Al Goldstein, the once portly clown prince of porn who made a mint publishing outrageous raunch in Screw magazine for over more than three decades, said he is now broke, basically homeless and attending classes with “wife beaters” after being convicted of verbally harassing one of his four ex-wives. But Goldstein seems grateful for a new job he landed late last month in the East Village.

His title? He is a host at the 2nd Avenue Deli near 10th St., making $10 an hour for now and claiming that turning people on to the joys of chopped liver, gefilte fish and brisket of beef is far more pleasurable than selling the more decadent forms of cheesecake. His duties include greeting customers and showing them to their tables.

“I love it because I’ve always preferred food to sex,” said a slimmed-down Goldstein, 68, looking as somber as a banker in a dark thrift-shop suit during an interview at the iconic kosher eatery where he also works as a salesman for its catering services. “It doesn’t tell me I’m not big enough. It doesn’t take my house and it doesn’t take a testicle. So for me, as I walk by windows of foods, it’s better than being in a topless club. But I have to watch it,” he added, noting he shed 150 pounds via a stomach stapling operation last year and has to fight a “homosexual relationship with Ben and Jerry’s” ice cream.

Goldstein claims that Screw folded last year “because the Internet will give you all the porn you want” and he subsequently lost his Florida mansion in bankruptcy proceedings, forcing him into the streets. He said he walked into the 2nd Avenue Deli with a hungry camera crew who had filmed him at a homeless shelter on W. 23 St. There he spoke to Jack Lebewohl, who has run the deli for the last nine years, ever since the unsolved 1996 murder of his older brother, Abe, who had been a longtime crony of Goldstein’s.

Jack Lebewohl, 56, said he had already read a story in the New York Times about Goldstein’s misfortunes in August when Goldstein suddenly showed up.

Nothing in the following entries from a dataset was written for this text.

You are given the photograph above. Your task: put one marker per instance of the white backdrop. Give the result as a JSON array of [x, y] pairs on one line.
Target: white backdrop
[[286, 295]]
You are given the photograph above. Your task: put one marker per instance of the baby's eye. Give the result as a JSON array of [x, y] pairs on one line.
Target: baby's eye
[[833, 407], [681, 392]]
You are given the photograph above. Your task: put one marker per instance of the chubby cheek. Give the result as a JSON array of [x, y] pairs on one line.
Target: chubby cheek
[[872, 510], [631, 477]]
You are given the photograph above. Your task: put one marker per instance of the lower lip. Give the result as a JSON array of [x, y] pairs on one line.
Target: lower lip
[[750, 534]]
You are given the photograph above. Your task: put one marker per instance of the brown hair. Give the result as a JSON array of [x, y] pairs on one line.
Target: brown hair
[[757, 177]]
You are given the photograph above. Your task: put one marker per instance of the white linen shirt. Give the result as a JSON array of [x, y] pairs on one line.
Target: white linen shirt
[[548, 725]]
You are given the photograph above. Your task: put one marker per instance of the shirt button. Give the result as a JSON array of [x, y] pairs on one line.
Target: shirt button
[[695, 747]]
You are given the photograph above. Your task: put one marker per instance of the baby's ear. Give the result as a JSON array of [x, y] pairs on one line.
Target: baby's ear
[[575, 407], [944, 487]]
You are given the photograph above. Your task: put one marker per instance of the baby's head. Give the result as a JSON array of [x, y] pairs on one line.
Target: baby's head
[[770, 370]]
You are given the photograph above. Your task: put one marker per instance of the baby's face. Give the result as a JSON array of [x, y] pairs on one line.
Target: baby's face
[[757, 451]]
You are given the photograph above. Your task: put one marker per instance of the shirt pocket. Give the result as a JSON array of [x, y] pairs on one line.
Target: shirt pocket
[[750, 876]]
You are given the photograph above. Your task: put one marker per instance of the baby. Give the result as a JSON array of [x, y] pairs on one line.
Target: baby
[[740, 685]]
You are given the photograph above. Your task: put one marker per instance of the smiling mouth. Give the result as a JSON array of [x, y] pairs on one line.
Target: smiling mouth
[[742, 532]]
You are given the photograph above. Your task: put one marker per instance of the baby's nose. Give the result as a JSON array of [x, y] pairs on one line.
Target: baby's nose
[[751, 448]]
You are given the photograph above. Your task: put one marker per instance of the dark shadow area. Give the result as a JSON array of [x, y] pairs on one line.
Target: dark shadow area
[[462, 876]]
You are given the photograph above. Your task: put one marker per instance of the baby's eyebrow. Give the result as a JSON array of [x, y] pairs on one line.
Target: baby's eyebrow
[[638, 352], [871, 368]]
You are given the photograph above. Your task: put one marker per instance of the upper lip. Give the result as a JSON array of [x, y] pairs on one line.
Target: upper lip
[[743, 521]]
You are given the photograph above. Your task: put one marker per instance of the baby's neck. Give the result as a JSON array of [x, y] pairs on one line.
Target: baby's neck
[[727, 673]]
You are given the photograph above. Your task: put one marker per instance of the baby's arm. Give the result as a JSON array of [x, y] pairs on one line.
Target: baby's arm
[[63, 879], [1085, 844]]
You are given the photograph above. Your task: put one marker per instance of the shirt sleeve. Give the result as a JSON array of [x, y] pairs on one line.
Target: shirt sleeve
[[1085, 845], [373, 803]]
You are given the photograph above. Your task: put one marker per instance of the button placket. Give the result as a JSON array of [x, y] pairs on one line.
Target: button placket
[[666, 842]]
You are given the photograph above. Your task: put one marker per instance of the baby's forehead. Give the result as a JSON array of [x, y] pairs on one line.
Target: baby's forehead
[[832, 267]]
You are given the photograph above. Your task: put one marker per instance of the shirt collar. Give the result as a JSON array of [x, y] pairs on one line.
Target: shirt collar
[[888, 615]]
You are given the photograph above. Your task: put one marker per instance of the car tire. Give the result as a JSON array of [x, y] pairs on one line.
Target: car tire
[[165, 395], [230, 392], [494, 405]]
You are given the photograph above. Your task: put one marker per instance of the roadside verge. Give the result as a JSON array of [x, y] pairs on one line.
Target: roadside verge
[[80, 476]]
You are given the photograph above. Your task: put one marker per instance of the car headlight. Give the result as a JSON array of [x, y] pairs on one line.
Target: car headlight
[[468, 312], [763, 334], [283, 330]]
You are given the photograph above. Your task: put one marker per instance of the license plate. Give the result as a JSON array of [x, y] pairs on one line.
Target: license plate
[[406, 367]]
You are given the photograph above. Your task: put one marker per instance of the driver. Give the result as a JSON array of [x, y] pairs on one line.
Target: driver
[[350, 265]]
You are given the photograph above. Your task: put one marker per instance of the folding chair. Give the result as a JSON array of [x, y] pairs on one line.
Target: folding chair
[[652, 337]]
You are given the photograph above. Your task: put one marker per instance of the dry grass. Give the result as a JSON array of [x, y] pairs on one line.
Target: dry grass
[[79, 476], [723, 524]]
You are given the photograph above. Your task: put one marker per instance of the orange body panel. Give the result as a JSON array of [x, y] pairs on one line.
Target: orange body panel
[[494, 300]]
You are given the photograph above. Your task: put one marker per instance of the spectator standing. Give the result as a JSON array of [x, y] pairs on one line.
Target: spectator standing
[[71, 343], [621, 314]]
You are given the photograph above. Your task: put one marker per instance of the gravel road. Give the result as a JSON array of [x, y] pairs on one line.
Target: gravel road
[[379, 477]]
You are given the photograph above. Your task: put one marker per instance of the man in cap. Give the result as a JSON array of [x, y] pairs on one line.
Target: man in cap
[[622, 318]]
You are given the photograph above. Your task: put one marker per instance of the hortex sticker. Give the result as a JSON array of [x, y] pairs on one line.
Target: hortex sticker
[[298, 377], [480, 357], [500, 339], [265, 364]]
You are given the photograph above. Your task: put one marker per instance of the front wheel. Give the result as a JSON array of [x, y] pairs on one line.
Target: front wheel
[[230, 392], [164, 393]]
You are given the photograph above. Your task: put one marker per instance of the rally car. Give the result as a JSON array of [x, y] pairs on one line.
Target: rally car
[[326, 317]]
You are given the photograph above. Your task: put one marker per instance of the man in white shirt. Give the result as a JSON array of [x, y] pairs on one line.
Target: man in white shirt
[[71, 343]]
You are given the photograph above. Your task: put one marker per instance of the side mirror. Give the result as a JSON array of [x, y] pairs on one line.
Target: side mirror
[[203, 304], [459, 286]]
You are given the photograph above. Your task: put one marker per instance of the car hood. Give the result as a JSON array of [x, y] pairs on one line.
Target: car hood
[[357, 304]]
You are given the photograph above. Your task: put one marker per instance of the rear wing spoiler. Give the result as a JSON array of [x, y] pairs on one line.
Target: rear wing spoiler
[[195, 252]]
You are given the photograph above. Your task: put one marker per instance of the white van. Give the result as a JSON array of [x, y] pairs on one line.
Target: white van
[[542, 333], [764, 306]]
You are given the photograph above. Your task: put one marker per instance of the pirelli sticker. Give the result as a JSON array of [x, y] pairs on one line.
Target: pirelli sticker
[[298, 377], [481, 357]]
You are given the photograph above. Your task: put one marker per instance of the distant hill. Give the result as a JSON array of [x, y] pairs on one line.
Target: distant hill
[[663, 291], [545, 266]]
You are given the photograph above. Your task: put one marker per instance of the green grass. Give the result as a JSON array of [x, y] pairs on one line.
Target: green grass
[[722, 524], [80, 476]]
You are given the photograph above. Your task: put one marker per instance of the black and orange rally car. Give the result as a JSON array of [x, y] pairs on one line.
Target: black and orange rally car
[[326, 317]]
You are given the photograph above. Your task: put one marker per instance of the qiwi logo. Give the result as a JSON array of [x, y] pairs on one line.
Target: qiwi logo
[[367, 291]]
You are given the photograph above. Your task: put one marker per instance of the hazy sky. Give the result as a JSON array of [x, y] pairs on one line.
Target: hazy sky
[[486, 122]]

“I went upstairs and said to my wife, ‘Terry, I want to hire him,’ ” Lebewohl recalled. “She looked at me and said: ‘What will people say?’ And I said if my brother was still alive, he would have said, ‘Absolutely.’ And that was it. I said no one needs a friend when things are going well.”

“I cried and said my life was over and Jack said, ‘What would my brother do?’ I swear to God it’s true,” Goldstein said. “And he hired me on the spot. A man is what he does and for a year I didn’t have a job. I felt hollow. I felt doomed. Ninety-five percent of your friends abandon you. Jack is one of the three percent of the people who stayed with me.”

According to Lebewohl, the bad boy purveyor of smut is working out “fantastically” in the food trade. “He’s an excellent host. I want him to learn the product and he’s going to learn sales catering. We’re going work out the financial stuff as things evolve. My mother had a saying in Yiddish, which I’ll translate: ‘It’s better to lose on a smart person, than to win with a fool.’ And Al is no fool. He’s intelligent and honest and hard working. What more do you need?”

Lebewohl noted that he first met Goldstein through his brother in the late 1970s after Abe catered a “huge party” at Plato’s Retreat when Goldstein celebrated an acquittal in his obscenity trial in Witchita, Kan.

Goldstein’s fall as the high-profile publisher of Screw and host of the now-defunct cable show “Midnight Blue” can be traced to his more recent legal problems, beginning with his 2002 conviction in Brooklyn Criminal Court for harassing a former secretary, Jennifer Lozinksky, whom he allegedly threatened on the telephone. Although he now admits his behavior was “inappropriate,” he said his conviction was overturned 3-0 on appeal in New York State Supreme Court. He was convicted on similar charges for harassing his ex-wife Gina, after he published her telephone number in Screw and encouraged people to call her because, he said, she had turned his Harvard-educated lawyer son against him. By pleading guilty, he was able to get three years of probation, but the conditions are dire, he claims.

“I don’t have to serve any time but I have to report every other week, and I can’t be in the sex business,” he said. “They check up on me. They’re very judgmental.”

Goldstein said he was denied permission by his probation officers to relocate to Los Angeles for a job in the X-rated men’s field because of his verbal harassment conviction in New York. He can’t work in the adult industry in New York, either.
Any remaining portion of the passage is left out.